Максим, улыбаясь, смотрел на них – на Настену и Надьку. Они сидели как раз напротив него, по другую, дальнюю сторону стола. Настена опустила глаза и услышала, как Максим спросил:
– Ну, Настена, когда ты своего будешь встречать?
Настена сжалась и покраснела; как можно спокойней, не сразу подняв голову, она ответила:
– Я уж и не верю, что доведется встречать. Потерялся где-то мой…
– Кто – Андрей потерялся?
– Он в госпитале лежал… тоже раненный. А после его обратно, на фронт. – Настена говорила и больше всего чувствовала на себе внимательный, пытливый взгляд Иннокентия Ивановича. – С той поры ни слуху ни духу. Не знаю… Ничего не знаю.
– Ну, найдется.
– Дак это… всерьез потерялся, – взялся объяснять Иннокентий Иванович, поглядывая на Настену. – Тут с расследованием приезжали, спрашивали. Нигде, видать, по документам не значится.
– Перехватили где-нибудь по дороге в другую часть. Это сколько угодно бывает. А письмо теперь не всякое до места доходит, – уверенно сказал Максим, и Настене от этой уверенности почему-то сразу стало легче, будто она и в самом деле не знала, что с Андреем.
Откуда что и взялось у Лизы: вроде не чаяла, не ждала, а стол был заставлен. Куриц, понятно, порешили сегодня, но соленые ельцы достояли с лета и береглись скорей всего специально для этого случая, как и самогонка, которая выстаивалась в четверти не год, а то и не два. Так же и у других баб, кому еще осталось кого ждать: сама будет голодать, ребятишек недокормит, а припас для встречи оставит. Скольким из них уже пришлось доставать этот припас со слезами! Прошлой осенью Агафья Сомова, получив похоронку на сына и отголосив первые дни, собрала баб, выставила спирт, о котором за войну забыли, что он есть, наготовила вместе с блинами да киселем всякой закуски, и пошел тот спирт на поминки. Не у одной Агафьи так вышло – теперь только вспоминай, и неизвестно еще, кому судьба готовит такой же оборот. Пока не ошиблась одна Лиза.
Лиза подливала, и за столом стало совсем шумно. Нестор порывался запевать, но его не поддерживали, на него вообще как-то не обращали внимания.
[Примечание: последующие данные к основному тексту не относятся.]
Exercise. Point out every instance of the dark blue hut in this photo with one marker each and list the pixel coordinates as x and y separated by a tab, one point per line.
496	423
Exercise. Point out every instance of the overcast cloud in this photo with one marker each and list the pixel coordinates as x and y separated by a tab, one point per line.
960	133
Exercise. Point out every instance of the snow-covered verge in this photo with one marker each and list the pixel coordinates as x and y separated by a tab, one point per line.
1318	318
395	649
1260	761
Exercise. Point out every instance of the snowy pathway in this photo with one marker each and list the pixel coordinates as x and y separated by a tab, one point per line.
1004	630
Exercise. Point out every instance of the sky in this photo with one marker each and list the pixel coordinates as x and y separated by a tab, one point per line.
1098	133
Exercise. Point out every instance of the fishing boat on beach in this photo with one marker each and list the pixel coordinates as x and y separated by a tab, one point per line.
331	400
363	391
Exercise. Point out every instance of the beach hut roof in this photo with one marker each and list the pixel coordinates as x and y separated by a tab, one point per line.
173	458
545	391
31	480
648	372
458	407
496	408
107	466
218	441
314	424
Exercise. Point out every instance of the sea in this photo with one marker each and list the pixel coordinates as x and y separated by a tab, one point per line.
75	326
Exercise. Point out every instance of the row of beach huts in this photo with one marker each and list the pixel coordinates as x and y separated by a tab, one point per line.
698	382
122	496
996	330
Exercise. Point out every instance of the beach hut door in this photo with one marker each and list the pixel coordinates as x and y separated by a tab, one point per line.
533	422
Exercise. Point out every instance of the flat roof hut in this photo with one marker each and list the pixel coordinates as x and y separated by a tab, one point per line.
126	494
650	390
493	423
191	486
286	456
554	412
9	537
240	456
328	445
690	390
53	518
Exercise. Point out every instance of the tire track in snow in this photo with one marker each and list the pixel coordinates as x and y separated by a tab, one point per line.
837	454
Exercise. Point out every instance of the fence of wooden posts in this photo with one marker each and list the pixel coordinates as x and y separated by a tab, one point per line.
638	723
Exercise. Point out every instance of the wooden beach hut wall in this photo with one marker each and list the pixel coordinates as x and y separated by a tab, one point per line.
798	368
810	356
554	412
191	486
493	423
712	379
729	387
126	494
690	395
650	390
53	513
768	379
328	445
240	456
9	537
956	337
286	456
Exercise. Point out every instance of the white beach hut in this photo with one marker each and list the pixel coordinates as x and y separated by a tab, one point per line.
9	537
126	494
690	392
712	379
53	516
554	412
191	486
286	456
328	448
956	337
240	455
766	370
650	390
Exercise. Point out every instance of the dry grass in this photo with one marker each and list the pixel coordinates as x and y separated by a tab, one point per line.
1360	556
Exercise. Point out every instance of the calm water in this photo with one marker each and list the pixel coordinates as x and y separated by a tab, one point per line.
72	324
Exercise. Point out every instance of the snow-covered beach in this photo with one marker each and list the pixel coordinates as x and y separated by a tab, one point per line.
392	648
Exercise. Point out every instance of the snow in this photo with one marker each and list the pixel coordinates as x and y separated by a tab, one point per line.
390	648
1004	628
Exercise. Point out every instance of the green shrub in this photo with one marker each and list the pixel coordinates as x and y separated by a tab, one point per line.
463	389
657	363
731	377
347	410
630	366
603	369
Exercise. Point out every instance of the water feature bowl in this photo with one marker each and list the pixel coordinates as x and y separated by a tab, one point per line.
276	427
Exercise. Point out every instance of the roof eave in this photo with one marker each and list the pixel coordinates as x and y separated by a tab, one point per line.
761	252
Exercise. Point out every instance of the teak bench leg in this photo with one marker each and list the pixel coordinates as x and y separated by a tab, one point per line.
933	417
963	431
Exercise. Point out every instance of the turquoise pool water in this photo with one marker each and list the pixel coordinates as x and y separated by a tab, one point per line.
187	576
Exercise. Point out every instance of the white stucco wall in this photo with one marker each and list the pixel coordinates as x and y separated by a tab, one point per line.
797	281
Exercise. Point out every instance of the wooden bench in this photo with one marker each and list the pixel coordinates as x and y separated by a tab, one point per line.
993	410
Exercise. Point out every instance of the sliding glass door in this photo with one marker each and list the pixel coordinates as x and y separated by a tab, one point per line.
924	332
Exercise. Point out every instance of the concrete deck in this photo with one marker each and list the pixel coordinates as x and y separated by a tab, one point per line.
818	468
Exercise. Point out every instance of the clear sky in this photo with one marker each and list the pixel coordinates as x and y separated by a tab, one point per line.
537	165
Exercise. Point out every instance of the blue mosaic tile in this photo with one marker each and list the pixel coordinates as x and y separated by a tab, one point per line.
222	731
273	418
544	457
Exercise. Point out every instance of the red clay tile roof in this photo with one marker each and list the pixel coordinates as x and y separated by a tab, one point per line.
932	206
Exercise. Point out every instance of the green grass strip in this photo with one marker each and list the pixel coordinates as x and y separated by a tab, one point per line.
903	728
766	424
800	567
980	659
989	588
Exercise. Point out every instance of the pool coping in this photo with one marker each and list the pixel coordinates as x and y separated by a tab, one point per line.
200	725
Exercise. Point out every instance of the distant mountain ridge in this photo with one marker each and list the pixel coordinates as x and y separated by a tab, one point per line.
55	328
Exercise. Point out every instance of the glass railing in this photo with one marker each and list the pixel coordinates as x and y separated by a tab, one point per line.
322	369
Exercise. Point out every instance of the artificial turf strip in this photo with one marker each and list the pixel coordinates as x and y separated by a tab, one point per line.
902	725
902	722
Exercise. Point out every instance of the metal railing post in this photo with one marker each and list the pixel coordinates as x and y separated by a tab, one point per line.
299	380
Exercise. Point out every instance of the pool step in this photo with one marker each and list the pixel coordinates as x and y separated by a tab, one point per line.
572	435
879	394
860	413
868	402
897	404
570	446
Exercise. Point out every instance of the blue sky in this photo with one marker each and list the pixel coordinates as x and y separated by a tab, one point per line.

Кое-кто из стариков уже отвалился от стола и пристроился на корточках вдоль стены, взявшись за курево; тут же, не подымаясь, они принимали от Лизы стаканы и чокались. Иннокентий Иванович подсел к Максиму и завел серьезный и умный разговор об Америке – о том, как она воюет и когда можно ждать там революцию. Максим отвечал неохотно – видно было, что Иннокентий Иванович знает об этом больше, особенно о революции. Верка задремала на коленях у отца; Лиза хотела унести ее в постель, но Верка ухватилась за отца, закричала – пришлось оставить ее в покое. Кто-то спросил, и Максим не в первый, наверное, раз взялся рассказывать, как в госпитале ему хотели отнять руку, но он не дал – добро бы левая, а то основная, правая рука, без нее совсем калека, но теперь с ней еще нянькаться да нянькаться. Надька, хлопнувшая стакан самогонки, поинтересовалась:
– А ее это… в сторону-то сдвинуть можно?
– Куда в сторону? Зачем?
– Ну, ночью-то она мешать не будет?
Максим засмеялся:
– Мешать будет, Лиза отрубит.
– Я тебя, Надька, из колхоза за такие разговоры выгоню, – ухмыляясь, заявил Нестор.
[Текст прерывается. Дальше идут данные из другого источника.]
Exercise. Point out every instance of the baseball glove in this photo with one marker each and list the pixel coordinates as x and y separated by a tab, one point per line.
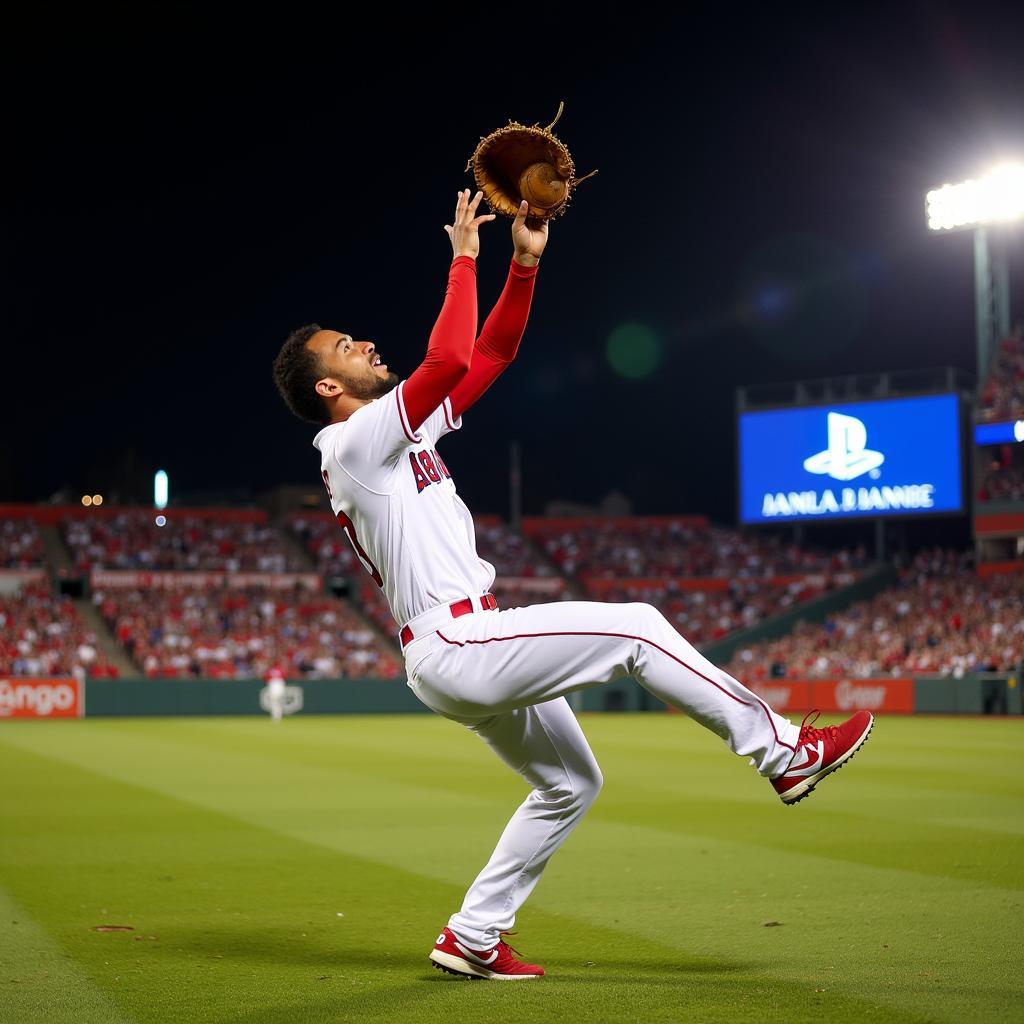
521	162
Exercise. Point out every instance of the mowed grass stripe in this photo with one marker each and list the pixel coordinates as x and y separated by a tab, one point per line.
665	887
40	982
861	817
250	932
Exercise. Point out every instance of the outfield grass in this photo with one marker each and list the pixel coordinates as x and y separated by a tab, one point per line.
302	872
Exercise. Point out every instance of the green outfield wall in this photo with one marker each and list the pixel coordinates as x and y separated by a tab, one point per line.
997	693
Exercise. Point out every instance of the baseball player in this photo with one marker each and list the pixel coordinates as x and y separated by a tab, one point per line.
504	674
274	680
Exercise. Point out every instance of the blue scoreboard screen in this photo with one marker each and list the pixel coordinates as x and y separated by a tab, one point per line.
896	457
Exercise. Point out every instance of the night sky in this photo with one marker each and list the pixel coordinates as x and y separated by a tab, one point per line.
182	192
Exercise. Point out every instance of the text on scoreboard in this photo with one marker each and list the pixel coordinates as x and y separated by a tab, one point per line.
894	457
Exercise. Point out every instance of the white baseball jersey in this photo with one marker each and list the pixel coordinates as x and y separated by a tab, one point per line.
396	501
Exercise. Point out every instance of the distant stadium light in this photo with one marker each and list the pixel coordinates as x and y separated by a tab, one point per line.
998	197
160	489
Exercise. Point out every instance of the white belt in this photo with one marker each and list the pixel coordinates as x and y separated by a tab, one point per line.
429	621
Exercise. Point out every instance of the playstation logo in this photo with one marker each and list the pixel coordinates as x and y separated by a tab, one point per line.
846	458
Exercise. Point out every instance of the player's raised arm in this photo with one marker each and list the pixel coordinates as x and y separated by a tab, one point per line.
503	331
451	347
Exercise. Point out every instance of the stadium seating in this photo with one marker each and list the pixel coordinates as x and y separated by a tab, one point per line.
42	635
243	632
704	616
20	545
1003	395
1004	480
131	540
683	547
941	619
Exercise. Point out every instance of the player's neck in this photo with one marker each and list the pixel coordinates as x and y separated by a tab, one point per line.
345	406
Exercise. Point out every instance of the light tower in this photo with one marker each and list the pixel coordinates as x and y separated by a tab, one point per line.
997	198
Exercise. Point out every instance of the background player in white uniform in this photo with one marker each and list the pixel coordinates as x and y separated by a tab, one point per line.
503	674
274	680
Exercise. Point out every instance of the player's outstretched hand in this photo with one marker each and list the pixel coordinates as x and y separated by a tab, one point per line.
464	229
528	242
– Сиди ты. Выгоняла. Как бы тебя самого не поперли, – взвилась Надька, но как-то без злости, лишь бы отшить. – Вот придут мужики, и припухнешь как миленький. Хватит, покомандовал над нашим братом, покуражился. Не все коту масленица.
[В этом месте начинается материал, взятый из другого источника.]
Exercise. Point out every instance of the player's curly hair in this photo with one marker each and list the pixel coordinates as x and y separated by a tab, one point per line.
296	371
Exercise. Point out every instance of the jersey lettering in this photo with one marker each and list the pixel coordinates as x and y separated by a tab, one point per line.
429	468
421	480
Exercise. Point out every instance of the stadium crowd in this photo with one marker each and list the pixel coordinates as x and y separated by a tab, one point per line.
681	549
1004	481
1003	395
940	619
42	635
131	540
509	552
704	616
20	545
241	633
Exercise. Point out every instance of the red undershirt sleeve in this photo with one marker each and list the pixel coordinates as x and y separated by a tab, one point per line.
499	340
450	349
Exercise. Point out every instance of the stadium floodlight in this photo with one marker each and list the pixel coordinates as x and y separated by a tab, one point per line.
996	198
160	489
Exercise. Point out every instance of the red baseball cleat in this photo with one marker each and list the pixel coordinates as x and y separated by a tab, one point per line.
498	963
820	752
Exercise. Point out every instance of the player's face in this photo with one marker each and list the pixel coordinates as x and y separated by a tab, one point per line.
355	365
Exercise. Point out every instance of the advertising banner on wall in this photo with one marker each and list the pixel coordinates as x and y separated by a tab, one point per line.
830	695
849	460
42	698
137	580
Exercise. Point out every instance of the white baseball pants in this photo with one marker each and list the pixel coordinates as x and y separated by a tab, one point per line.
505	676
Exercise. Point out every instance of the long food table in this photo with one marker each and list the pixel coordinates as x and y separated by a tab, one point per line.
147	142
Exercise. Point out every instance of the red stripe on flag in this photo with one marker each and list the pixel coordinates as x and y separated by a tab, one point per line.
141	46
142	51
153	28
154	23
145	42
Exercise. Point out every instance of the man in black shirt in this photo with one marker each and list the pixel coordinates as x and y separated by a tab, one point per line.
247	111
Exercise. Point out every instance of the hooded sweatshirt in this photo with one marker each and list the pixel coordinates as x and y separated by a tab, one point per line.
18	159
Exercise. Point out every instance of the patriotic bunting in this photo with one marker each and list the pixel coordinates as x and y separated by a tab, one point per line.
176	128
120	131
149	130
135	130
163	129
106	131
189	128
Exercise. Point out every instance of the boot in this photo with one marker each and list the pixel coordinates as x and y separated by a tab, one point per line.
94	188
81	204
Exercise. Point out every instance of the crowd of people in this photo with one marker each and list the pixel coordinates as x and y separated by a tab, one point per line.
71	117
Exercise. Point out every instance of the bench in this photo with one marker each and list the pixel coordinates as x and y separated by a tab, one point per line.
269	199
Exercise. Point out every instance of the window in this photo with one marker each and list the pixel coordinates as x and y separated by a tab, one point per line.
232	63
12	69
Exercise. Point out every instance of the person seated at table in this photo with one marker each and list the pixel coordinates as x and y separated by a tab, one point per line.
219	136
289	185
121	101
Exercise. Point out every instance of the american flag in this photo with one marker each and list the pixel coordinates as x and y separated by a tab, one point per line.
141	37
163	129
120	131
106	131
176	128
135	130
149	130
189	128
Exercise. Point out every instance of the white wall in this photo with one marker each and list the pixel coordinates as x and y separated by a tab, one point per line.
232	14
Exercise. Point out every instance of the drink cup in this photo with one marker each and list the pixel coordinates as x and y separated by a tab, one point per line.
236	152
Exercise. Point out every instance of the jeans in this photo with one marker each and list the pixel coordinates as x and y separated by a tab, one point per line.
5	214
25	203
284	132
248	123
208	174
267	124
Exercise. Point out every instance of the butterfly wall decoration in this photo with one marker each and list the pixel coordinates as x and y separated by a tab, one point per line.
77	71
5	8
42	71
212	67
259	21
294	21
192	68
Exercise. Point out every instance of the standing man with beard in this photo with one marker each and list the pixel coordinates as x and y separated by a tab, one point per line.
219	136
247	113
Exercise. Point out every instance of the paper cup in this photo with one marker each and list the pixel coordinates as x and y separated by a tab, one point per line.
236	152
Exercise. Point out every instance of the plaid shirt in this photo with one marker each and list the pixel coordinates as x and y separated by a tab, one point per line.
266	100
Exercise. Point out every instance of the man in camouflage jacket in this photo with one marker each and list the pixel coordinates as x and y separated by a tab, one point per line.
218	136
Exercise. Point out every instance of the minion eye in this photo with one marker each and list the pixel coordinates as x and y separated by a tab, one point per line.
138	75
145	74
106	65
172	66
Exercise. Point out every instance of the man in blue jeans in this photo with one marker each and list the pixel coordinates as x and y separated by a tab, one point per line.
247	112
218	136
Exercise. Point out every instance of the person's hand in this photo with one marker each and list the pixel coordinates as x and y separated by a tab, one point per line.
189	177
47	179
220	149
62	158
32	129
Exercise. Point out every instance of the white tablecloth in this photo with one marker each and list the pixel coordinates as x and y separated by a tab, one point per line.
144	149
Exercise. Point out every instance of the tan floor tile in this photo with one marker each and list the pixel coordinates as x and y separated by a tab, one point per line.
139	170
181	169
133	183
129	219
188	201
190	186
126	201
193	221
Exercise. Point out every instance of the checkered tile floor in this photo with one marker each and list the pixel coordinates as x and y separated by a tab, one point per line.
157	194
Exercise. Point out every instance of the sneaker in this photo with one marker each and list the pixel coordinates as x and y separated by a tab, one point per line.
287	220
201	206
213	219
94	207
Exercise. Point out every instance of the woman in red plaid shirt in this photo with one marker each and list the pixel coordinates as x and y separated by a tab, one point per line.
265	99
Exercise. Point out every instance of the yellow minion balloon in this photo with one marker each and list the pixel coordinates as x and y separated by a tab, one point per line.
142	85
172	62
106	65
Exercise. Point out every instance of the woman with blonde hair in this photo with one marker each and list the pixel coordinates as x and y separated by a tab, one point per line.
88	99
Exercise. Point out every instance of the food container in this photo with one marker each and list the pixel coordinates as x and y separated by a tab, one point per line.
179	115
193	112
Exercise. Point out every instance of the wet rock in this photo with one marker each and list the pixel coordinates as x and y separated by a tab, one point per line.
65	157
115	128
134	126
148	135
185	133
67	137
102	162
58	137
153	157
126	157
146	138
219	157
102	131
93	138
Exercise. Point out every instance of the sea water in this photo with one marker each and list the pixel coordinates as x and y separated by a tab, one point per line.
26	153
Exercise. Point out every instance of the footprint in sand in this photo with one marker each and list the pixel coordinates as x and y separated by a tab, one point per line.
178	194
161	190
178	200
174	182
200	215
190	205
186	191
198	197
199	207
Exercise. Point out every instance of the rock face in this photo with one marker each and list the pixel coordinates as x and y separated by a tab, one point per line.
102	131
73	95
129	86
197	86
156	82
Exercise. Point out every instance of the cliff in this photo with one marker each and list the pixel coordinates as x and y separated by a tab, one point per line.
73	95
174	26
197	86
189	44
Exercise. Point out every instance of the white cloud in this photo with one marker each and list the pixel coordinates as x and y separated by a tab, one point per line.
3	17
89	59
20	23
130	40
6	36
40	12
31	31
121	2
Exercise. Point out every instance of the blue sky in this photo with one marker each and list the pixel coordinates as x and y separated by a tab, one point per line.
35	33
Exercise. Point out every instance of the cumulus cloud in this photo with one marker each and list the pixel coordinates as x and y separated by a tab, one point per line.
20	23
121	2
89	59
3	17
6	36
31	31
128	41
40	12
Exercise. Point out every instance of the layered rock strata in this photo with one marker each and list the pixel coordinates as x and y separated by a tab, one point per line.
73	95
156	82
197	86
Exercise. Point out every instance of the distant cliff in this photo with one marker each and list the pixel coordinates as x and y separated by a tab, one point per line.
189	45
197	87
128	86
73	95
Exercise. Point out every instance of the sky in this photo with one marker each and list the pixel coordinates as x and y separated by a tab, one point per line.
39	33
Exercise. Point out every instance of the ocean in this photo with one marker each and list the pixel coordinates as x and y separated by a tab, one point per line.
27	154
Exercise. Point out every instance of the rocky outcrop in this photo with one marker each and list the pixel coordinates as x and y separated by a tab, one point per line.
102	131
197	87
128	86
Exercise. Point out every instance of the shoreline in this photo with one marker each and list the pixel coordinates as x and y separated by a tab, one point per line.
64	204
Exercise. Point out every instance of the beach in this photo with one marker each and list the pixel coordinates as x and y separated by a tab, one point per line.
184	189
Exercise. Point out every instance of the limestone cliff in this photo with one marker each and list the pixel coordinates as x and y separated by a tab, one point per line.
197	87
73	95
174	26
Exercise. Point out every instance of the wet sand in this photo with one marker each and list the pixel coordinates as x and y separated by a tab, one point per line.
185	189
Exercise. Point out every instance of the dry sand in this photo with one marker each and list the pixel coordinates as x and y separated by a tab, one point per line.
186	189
– Я над вами куражился? – обиделся Нестор. – А, бабы? Я куражился?
Бабы молчали.
– Слушай ты ее, – вступилась за Нестора Василиса Рогова, которую в деревне звали Василисой Премудрой, – толстая, неповоротливая, ничуть не похудевшая за войну баба, с толстым же, басистым голосом.
– А че слушай?! Че слушай?! Не правда, че ли?
– Не все, Надежда, что тебе под язык попало, можно на люди высказывать, – важно наставляла Василиса Премудрая. – Фронтовик не успел на родной порог заступить, а ты ему подковырки подбрасываешь.
– Какие подковырки? Он, конечно, первым делом нас с тобой всю ночь станет слушать, какие мы ему сказки расскажем, а про Лизу забудет. У него, поди, одна рука только подбита, остальное в сохранности.
Максим опять засмеялся, и вслед за ним заклохтали сквозь кашель старики.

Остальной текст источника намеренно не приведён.